Henri Burin des Roziers avec Sabine Rousseau, Comme une rage de justice.

Paris, Le Cerf, 2016, 174 pages.

par Olivier Chatelan  Du même auteur

Couverture de l'ouvrageLe livre d’entretien qu’a accepté de publier le dominicain Henri Burin des Roziers, connu pour ses luttes auprès des paysans sans-terre brésiliens depuis 1979, est une épure de ce que fut une vie d’engagements et de combats, en France d’abord puis en Amérique latine. S’y déploie le récit à la fois modeste et dense d’une trajectoire faite de rencontres et de causes à défendre, aussi bien dans l’Église que sur ses marges.

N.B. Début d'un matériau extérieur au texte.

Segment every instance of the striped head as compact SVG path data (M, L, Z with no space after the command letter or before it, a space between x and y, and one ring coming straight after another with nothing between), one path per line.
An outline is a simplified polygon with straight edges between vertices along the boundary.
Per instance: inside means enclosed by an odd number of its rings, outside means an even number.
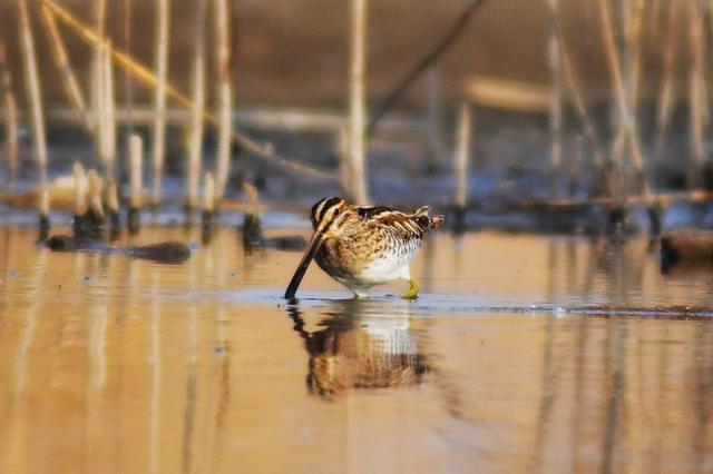
M307 249L304 251L302 260L300 261L300 265L297 265L297 269L295 270L292 280L287 286L285 298L294 298L294 294L300 287L302 277L307 270L307 267L314 258L314 255L316 255L318 250L322 246L322 243L324 243L324 239L328 237L332 226L343 220L344 213L342 213L342 209L345 210L348 206L349 205L344 201L344 199L340 197L324 198L312 206L310 218L312 220L314 234L312 235L312 238L307 244ZM342 219L340 219L340 216L342 216Z
M315 231L325 233L339 218L340 214L349 206L341 197L328 197L312 206L312 228Z

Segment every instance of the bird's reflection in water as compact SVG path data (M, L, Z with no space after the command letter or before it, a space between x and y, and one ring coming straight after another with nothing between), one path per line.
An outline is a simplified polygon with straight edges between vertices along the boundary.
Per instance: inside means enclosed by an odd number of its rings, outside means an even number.
M352 388L426 381L428 364L410 330L406 302L339 300L314 332L305 329L299 306L289 306L287 313L307 350L306 382L314 395L331 398Z

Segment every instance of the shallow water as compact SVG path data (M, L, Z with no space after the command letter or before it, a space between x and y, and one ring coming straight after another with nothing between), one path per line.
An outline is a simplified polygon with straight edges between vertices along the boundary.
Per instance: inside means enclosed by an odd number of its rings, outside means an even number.
M0 228L0 472L713 468L713 276L644 240L440 233L417 302L314 266L285 305L301 255L231 229L180 265L35 237Z

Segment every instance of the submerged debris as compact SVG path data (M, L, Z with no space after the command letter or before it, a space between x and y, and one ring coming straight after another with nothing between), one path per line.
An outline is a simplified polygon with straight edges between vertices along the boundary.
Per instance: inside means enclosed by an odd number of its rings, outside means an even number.
M179 264L191 257L191 248L179 241L162 241L143 246L115 247L106 240L91 237L52 236L43 245L53 251L85 251L118 254L162 264Z

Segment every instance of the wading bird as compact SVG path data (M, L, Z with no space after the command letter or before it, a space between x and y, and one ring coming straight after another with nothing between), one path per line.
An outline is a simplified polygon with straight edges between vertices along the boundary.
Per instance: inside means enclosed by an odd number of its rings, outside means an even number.
M410 284L404 298L413 299L419 287L411 278L409 264L426 233L443 223L442 216L429 217L424 206L413 214L389 207L362 207L340 197L329 197L312 207L314 234L287 286L285 298L294 298L312 259L329 276L367 295L374 285L406 279Z

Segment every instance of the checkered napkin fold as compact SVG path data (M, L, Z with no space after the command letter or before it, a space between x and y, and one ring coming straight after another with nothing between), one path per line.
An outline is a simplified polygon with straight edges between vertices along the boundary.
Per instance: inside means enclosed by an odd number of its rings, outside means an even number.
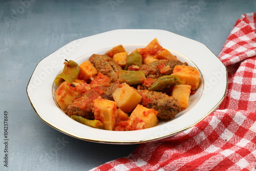
M140 144L91 170L255 170L256 12L238 19L219 58L226 95L212 114L172 137Z

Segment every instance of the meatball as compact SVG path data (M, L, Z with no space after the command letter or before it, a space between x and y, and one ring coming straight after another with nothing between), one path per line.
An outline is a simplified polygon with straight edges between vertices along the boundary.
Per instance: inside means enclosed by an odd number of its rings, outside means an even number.
M112 82L117 81L118 76L117 72L122 69L110 57L105 55L93 54L90 57L89 61L93 64L98 72L106 75Z
M172 119L181 110L178 101L166 94L146 90L138 90L138 92L142 97L141 104L158 112L157 116L159 119Z
M174 67L177 65L187 66L188 64L187 62L182 62L179 60L161 59L142 66L140 71L144 73L146 78L155 79L163 75L170 75ZM169 66L169 69L167 71L161 72L160 69L165 66Z

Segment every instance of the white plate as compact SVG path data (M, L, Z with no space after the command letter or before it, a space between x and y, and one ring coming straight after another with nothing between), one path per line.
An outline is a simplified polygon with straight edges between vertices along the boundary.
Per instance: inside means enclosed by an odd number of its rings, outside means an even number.
M55 77L63 69L64 59L81 63L93 53L104 54L122 44L131 52L144 47L157 38L182 61L197 67L201 76L200 87L191 96L188 108L173 120L155 127L139 131L118 132L94 129L68 117L56 105L53 91ZM75 40L44 58L36 66L27 88L31 104L37 115L56 130L78 139L111 144L140 143L181 133L202 120L221 103L226 93L227 71L205 45L192 39L160 30L116 30Z

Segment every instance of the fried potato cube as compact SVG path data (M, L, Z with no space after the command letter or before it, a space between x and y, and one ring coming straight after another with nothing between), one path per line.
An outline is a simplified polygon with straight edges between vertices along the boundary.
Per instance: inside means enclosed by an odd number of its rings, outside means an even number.
M153 109L147 109L143 105L138 104L136 108L133 111L130 117L131 121L138 122L136 120L139 119L142 120L143 123L139 122L137 127L141 127L142 129L152 127L156 126L158 122L157 115L158 112Z
M113 131L117 109L115 101L99 97L93 101L95 119L103 123L105 130Z
M113 58L114 55L117 53L126 52L122 45L119 45L114 47L108 52L105 54L109 56L111 58Z
M118 121L127 120L129 116L120 109L117 109L115 113L116 122Z
M120 52L114 55L113 59L123 69L126 65L127 55L126 52Z
M172 96L180 103L181 110L187 108L190 92L191 86L189 85L179 84L173 87Z
M93 64L89 60L86 60L79 65L80 70L78 78L86 81L90 80L98 74L98 71Z
M64 111L77 97L90 89L84 80L76 79L72 83L64 81L55 92L56 101Z
M172 74L178 76L181 80L184 81L184 84L191 86L191 90L196 90L199 86L200 73L195 67L176 66Z
M112 96L117 106L125 113L132 112L140 102L142 98L136 89L125 82L116 88Z
M145 58L142 59L142 60L143 60L143 63L144 65L146 65L151 63L152 62L154 62L154 61L158 60L159 59L154 58L153 57L148 55Z
M164 49L158 54L156 57L159 59L166 59L168 60L179 60L174 55L173 55L168 50Z

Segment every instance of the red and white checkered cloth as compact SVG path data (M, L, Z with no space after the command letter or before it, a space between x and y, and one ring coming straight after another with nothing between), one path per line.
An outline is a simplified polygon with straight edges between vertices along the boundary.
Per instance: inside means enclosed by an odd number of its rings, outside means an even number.
M243 15L219 55L229 80L217 110L184 132L91 170L256 170L255 26L256 12Z

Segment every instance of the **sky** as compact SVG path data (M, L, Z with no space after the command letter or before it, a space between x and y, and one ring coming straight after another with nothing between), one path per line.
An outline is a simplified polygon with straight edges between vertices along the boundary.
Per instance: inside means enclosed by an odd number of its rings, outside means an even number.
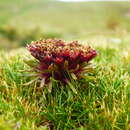
M58 0L63 2L84 2L84 1L130 1L130 0Z

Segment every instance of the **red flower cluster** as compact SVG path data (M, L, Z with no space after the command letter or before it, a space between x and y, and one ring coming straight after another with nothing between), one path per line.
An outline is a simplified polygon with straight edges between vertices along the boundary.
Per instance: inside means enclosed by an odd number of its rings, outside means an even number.
M45 83L50 81L50 77L66 83L67 73L73 73L79 78L83 63L88 63L97 55L91 47L83 46L78 41L66 43L62 40L40 40L32 42L27 48L39 61L37 69Z

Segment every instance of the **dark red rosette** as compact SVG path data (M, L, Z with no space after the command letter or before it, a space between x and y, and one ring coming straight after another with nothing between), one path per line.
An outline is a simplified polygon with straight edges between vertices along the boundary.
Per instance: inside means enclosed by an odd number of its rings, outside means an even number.
M66 43L55 39L40 40L32 42L27 48L39 61L36 68L39 69L39 76L45 79L45 83L50 81L50 77L64 83L67 78L66 72L79 78L84 70L82 64L88 63L97 55L90 46L79 44L78 41Z

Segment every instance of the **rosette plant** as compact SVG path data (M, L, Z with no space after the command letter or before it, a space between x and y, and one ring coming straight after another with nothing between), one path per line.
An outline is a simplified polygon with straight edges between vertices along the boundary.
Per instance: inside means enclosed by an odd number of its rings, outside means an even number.
M90 46L78 41L67 43L55 39L34 41L27 45L27 49L37 60L30 66L41 81L41 87L50 84L51 77L63 84L67 84L70 78L80 79L88 62L97 55Z

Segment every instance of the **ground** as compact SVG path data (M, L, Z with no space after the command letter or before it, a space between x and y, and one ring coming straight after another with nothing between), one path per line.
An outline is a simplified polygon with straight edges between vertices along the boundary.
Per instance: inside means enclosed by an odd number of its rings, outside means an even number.
M0 129L130 129L129 2L0 1ZM94 73L53 93L25 85L26 44L79 40L98 51ZM31 74L31 72L30 72Z

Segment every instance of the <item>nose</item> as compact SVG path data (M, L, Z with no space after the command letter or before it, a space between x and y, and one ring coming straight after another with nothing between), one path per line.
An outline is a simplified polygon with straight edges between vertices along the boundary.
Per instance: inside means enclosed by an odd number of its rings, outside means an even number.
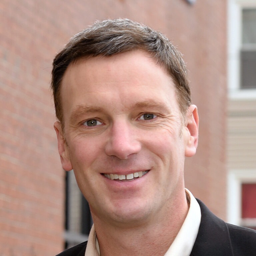
M129 156L138 153L141 145L136 139L135 129L128 122L118 122L114 124L105 146L107 155L126 160Z

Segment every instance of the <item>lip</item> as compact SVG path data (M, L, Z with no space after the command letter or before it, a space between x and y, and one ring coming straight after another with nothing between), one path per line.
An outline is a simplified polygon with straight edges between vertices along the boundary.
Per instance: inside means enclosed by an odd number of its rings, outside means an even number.
M130 182L144 176L149 171L149 170L145 171L140 171L134 172L129 172L126 174L118 174L117 173L102 173L102 175L110 180L121 182Z

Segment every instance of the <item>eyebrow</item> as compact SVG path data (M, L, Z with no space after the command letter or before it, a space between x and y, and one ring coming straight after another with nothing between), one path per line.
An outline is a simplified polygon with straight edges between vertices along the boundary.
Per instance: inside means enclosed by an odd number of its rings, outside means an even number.
M170 112L170 110L168 109L165 104L162 102L156 101L154 100L149 100L137 102L134 105L132 105L131 108L149 109L147 110L146 109L146 110L149 111L152 111L152 109L153 109L153 110L155 111L164 111L168 113ZM104 109L100 107L78 105L72 111L69 119L71 123L74 123L83 115L99 112L102 113L104 111Z
M156 101L153 100L137 102L135 104L134 107L137 108L153 108L159 111L164 110L166 112L170 112L167 106L164 103Z
M75 122L77 119L83 115L102 112L103 111L102 108L78 105L72 111L69 119L71 123L73 123Z

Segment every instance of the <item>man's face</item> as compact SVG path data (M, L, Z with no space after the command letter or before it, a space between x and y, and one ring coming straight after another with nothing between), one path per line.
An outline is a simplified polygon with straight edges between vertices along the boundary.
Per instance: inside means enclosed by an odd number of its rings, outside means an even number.
M164 216L184 196L185 157L196 144L165 69L140 51L93 57L70 65L61 86L64 128L55 128L62 166L73 169L93 217Z

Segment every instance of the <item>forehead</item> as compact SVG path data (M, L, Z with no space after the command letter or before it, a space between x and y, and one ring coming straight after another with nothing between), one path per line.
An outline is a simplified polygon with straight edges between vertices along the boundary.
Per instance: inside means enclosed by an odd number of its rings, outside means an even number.
M168 104L172 97L176 98L175 91L165 69L149 53L136 50L71 64L63 78L61 95L65 115L78 105L104 108L120 101L127 107L151 100Z

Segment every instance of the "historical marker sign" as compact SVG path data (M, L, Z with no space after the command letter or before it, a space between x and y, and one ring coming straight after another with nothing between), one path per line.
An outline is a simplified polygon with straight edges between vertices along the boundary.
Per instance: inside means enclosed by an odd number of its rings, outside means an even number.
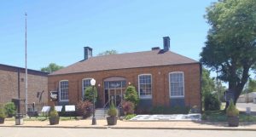
M49 91L50 101L58 100L58 91Z

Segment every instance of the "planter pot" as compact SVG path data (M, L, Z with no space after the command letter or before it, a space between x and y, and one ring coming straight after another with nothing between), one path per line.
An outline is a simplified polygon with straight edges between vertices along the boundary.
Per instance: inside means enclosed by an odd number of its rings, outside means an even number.
M228 122L230 127L238 127L239 117L228 117Z
M117 117L107 117L108 125L116 125Z
M49 117L49 121L50 125L59 124L60 117Z
M4 118L3 117L0 117L0 124L1 123L4 123Z

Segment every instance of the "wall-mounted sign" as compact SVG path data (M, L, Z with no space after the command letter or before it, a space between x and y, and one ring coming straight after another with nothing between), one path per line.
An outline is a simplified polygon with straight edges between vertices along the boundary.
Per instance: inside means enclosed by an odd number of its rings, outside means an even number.
M50 101L57 101L58 91L49 91L49 98L50 98Z

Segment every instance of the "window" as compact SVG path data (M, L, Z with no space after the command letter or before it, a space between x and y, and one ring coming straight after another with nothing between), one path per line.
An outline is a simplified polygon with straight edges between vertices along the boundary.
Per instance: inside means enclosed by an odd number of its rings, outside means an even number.
M85 88L89 86L90 86L90 80L91 78L84 78L82 80L82 99L84 99L84 94L85 91Z
M183 72L177 71L169 73L170 97L184 97L184 76Z
M139 97L141 99L152 98L151 74L142 74L138 76Z
M60 101L68 101L68 81L60 82Z

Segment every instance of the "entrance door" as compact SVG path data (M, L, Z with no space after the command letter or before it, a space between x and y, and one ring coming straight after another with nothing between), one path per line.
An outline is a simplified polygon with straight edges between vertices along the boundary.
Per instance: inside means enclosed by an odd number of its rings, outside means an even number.
M118 106L122 101L122 89L113 88L108 90L108 99L110 99L115 106ZM111 101L110 100L110 101Z
M113 103L115 106L119 105L123 100L123 94L125 94L126 87L126 80L124 77L108 77L104 80L104 95L105 95L105 106L108 106L110 101L113 100Z

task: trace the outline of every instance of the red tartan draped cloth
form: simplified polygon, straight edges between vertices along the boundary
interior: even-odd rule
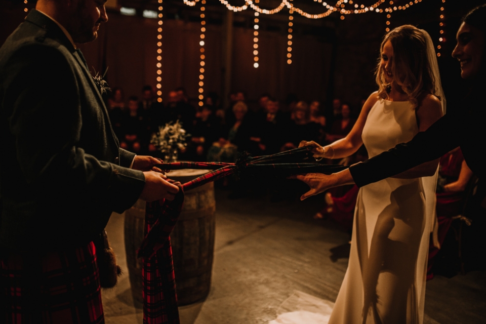
[[[330,174],[345,169],[341,166],[315,163],[310,147],[296,148],[271,155],[252,157],[244,154],[236,163],[177,162],[157,166],[161,170],[215,169],[183,184],[174,199],[147,202],[145,237],[138,251],[142,258],[143,322],[146,324],[179,323],[170,234],[184,202],[184,191],[233,173],[240,176],[273,174],[280,177],[320,172]],[[312,162],[305,161],[312,159]],[[302,162],[304,161],[304,162]]]

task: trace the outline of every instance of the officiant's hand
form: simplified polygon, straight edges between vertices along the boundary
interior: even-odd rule
[[[297,179],[307,184],[310,188],[310,190],[301,196],[300,200],[301,200],[311,196],[323,192],[333,187],[354,183],[354,180],[353,180],[349,169],[330,175],[322,173],[306,173],[291,176],[289,178]]]
[[[324,157],[324,148],[314,141],[310,141],[310,142],[301,141],[300,143],[299,143],[299,147],[302,147],[303,146],[312,146],[312,152],[314,154],[314,157],[316,158]]]
[[[161,159],[153,156],[135,155],[135,158],[133,159],[133,165],[132,166],[132,169],[140,171],[150,171],[151,170],[156,172],[165,173],[165,171],[154,167],[155,165],[161,164]]]
[[[161,198],[173,200],[179,192],[179,187],[167,181],[167,176],[160,172],[146,171],[145,185],[140,194],[140,199],[153,201]]]

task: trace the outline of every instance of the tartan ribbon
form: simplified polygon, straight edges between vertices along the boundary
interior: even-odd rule
[[[155,166],[163,170],[183,169],[209,169],[212,171],[182,184],[187,191],[211,181],[236,174],[240,176],[255,175],[287,177],[316,172],[331,174],[347,167],[317,163],[312,157],[312,148],[304,146],[269,155],[252,156],[244,152],[235,163],[181,161],[163,163]]]
[[[145,236],[137,251],[143,261],[144,323],[179,323],[170,234],[182,208],[184,191],[234,174],[240,177],[287,177],[310,172],[330,174],[347,168],[316,163],[311,150],[306,146],[255,157],[244,153],[235,163],[182,161],[155,166],[163,170],[212,171],[184,184],[172,181],[180,188],[172,201],[161,199],[146,204]]]
[[[174,261],[170,234],[182,208],[184,190],[180,183],[172,201],[147,202],[145,236],[137,251],[142,258],[142,296],[144,324],[179,324]]]

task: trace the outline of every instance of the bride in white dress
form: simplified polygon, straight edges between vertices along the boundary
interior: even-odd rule
[[[305,143],[314,146],[314,156],[345,157],[364,144],[371,157],[410,141],[442,116],[445,102],[428,34],[397,27],[386,35],[381,50],[378,91],[345,138],[323,147]],[[348,269],[329,323],[422,323],[438,163],[360,189]],[[318,177],[297,176],[308,184]]]

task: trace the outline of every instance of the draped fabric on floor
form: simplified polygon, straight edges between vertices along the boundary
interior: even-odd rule
[[[172,201],[161,199],[147,202],[145,237],[138,251],[142,258],[143,322],[175,324],[179,322],[170,233],[176,225],[184,202],[184,192],[224,177],[236,174],[285,178],[308,173],[330,174],[346,167],[315,162],[311,148],[307,146],[270,155],[252,157],[244,153],[236,163],[176,162],[157,166],[163,170],[193,169],[213,170],[184,184]]]

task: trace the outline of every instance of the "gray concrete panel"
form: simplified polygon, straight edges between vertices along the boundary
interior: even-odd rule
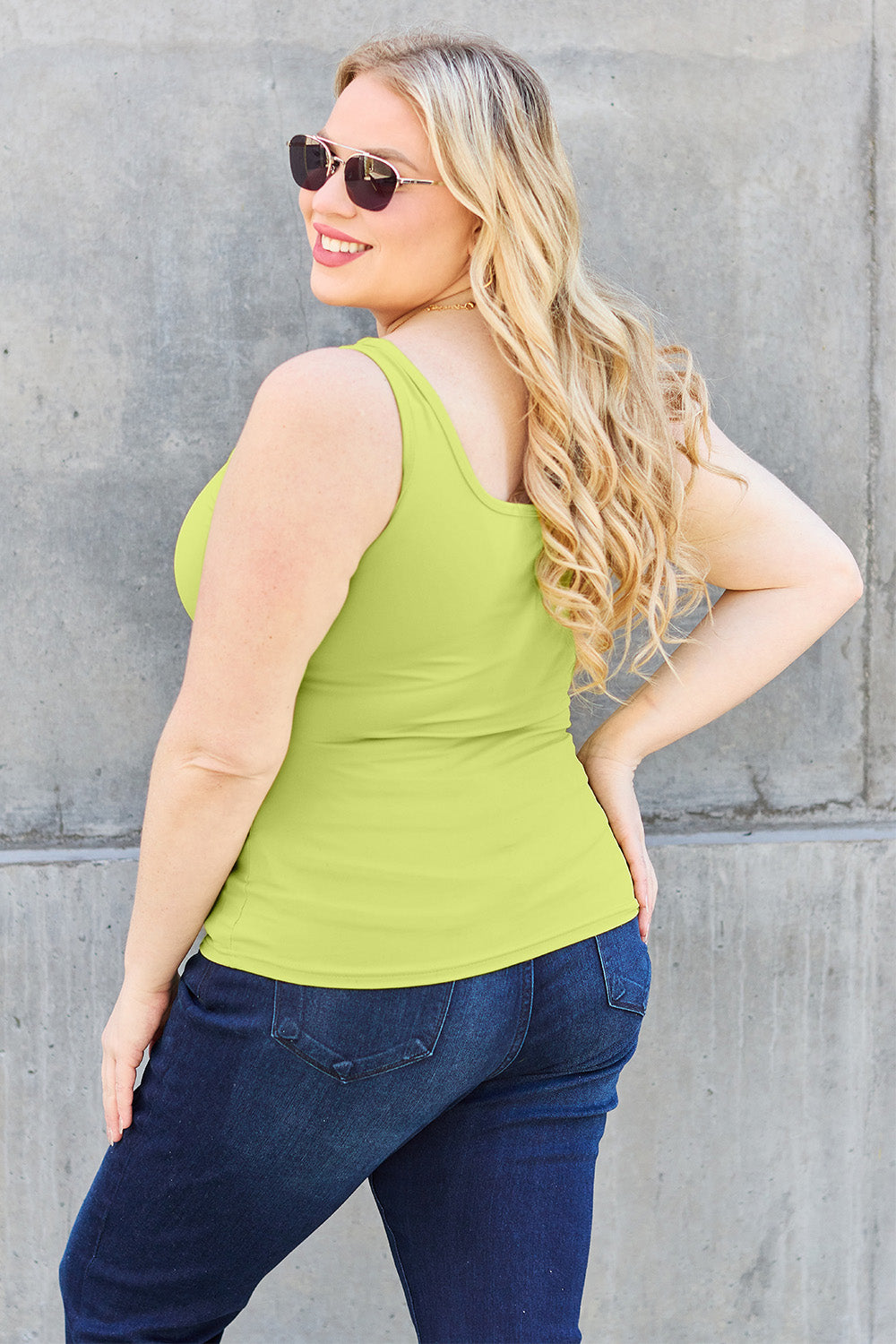
[[[598,1161],[583,1339],[888,1344],[893,845],[754,836],[654,862],[654,984]],[[99,1031],[134,872],[0,868],[0,1344],[60,1337],[56,1263],[105,1148]],[[410,1344],[365,1187],[226,1337]]]
[[[877,11],[875,43],[875,254],[872,472],[868,516],[868,798],[896,796],[896,7]]]
[[[485,27],[543,70],[592,263],[695,347],[728,433],[862,559],[868,496],[879,501],[873,624],[854,609],[747,706],[649,761],[645,810],[705,827],[884,808],[891,347],[868,319],[869,199],[884,191],[869,128],[889,97],[877,12],[875,66],[868,0],[811,13],[795,0],[676,0],[661,13],[337,3],[325,26],[294,0],[267,16],[8,4],[0,620],[16,633],[4,667],[16,710],[0,836],[136,833],[188,638],[171,574],[183,513],[274,364],[371,329],[306,292],[285,140],[326,114],[341,51],[434,19]],[[885,149],[883,120],[880,134]],[[892,305],[892,226],[877,218],[877,301]]]

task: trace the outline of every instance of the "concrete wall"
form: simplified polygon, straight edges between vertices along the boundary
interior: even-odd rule
[[[591,263],[693,347],[716,419],[846,539],[868,582],[775,683],[641,771],[664,841],[657,988],[599,1164],[617,1232],[595,1242],[584,1337],[883,1344],[889,0],[5,0],[0,844],[16,862],[0,864],[0,1344],[58,1337],[55,1262],[102,1150],[98,1032],[133,890],[113,856],[136,843],[183,669],[183,513],[274,364],[372,331],[308,293],[285,142],[326,116],[343,51],[434,19],[543,71]],[[602,712],[575,704],[578,742]],[[231,1335],[411,1337],[364,1191]]]

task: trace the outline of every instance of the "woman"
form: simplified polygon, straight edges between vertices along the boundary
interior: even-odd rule
[[[525,62],[410,35],[336,87],[290,142],[312,289],[377,336],[277,368],[181,530],[73,1341],[220,1339],[365,1179],[420,1340],[580,1339],[650,978],[634,771],[861,593],[584,276]],[[637,629],[665,661],[576,759],[574,669],[604,689]]]

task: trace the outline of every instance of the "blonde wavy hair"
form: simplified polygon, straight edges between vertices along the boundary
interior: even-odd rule
[[[705,383],[686,348],[657,344],[637,301],[586,270],[572,172],[528,62],[490,38],[412,31],[349,52],[336,94],[361,74],[414,106],[439,176],[482,220],[470,284],[528,388],[541,601],[572,630],[574,677],[587,673],[574,694],[609,694],[615,672],[668,661],[666,644],[682,638],[673,617],[708,601],[681,534],[688,485],[676,466],[681,450],[693,477],[709,441]],[[633,653],[635,630],[645,638]]]

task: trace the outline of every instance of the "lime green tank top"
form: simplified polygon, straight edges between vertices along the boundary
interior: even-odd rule
[[[294,984],[437,984],[613,929],[638,906],[567,731],[575,648],[541,603],[535,505],[486,493],[396,345],[344,348],[392,387],[400,493],[308,663],[286,758],[201,952]],[[226,469],[177,539],[191,617]]]

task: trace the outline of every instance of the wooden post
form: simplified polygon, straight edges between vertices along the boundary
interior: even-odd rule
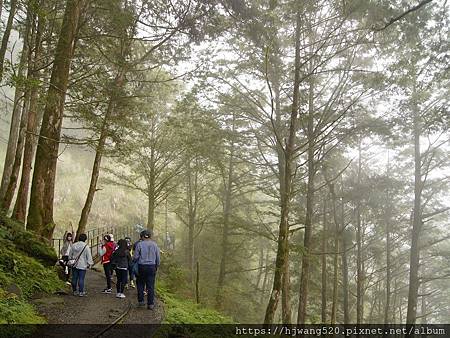
[[[197,276],[196,276],[196,279],[195,279],[195,301],[196,301],[197,304],[200,303],[200,294],[199,294],[199,291],[198,291],[199,280],[200,280],[200,266],[199,266],[199,263],[197,261]]]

Soulignons d’abord que Sabine Rousseau prend soin d’exposer dans l’introduction ce qui a constitué le « pacte autobiographique ». Cette attention portée aux modalités de restitution de la parole du témoin est suffisamment rare chez les historiens pour être mentionnée ici. On y apprend en particulier que la transcription des seize heures d’entretiens menés en juillet 2015 au couvent Saint-Jacques a été peu remaniée pour la publication et que la relecture, réduite au strict nécessaire, s’est faite à quatre mains.

Plutôt que de redonner ici les grandes étapes de la vie de Burin des Roziers, qui organisent le livre et qui sont par ailleurs très bien résumées dans une chronologie finale, on proposera ici une lecture transversale et personnelle de ce livre d’entretiens, autour de trois déclinaisons ambivalentes du personnage : un franc-tireur soutenu par son ordre ; un avocat inlassable de victimes socialement invisibles ; un homme de l’institution qui n’aime rien tant que les personnalités en délicatesse avec Rome.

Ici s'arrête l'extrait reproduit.